Because when i'm reading this article i'm not convinced they ever will. I mean they already have problems to get even digital television working in whole cities. And the bitrate they're sending from some of the channels, you can see it's so pixelated. Chanching channels is so slow etc...
 
M

MDS

Audioholic Spartan
There's this company that provides internet and telephone over twised pair cable. Only a few years ago they went into the buisness to provide their clients with digital television over that same cable. Now they're trying to get it over vdsl 2. They're trying to provide the whole country with optical cable. But still the cables going into the homes is twisted pair. Now my question is;

Will they ever get to HD TV?
That's a bit different than what is being discussed here. There is no problem with UTP for voice/data and it is widely used. As speed increases, the requirements go up and that is why we now have CAT6 specs and even CAT7 is being discussed (although it probably won't see the light of day for some time as it isn't really necessary just yet).

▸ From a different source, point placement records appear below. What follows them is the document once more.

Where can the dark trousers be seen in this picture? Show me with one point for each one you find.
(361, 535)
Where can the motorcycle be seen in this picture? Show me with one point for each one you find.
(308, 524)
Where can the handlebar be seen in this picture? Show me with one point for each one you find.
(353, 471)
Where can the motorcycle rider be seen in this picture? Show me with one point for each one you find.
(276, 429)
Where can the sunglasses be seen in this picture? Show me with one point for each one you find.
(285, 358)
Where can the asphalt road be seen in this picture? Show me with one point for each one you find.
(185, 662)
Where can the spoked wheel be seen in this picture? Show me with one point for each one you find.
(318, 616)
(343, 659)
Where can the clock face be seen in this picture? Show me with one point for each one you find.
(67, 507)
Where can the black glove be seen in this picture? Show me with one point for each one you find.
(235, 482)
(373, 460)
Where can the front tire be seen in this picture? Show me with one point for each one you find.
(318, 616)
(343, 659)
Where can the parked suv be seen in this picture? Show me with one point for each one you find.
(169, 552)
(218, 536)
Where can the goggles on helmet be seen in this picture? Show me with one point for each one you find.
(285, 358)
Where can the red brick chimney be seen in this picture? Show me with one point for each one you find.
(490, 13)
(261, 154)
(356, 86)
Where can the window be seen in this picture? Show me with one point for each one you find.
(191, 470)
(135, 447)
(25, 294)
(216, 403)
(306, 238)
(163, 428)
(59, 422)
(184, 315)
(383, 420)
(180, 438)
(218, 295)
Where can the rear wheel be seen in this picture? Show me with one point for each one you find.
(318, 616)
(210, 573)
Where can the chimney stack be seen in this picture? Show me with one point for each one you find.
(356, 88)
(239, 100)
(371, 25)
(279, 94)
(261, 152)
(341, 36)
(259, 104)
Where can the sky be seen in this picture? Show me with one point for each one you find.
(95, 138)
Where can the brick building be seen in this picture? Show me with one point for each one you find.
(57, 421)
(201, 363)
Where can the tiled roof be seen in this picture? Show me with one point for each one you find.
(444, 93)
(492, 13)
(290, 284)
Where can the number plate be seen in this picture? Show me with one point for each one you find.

So there is no issue with getting HD video and audio to the home. The issue is once the data arrives at your home there are now multiple devices connected together using HDMI and there is now a whole lot more data to shuffle around - the bits that are the actual audio/video signal, all of the control signals, HDCP copy protection protocol with exchanging of encryption keys to verify 'authorized' devices, etc.
 
F

FantasyGhost

Enthusiast
Thanks for answering.

The thing is they ain't using a CAT5/internet cable, they're using a 4 wired cable (blue, white, purple, marine blue) in most homes.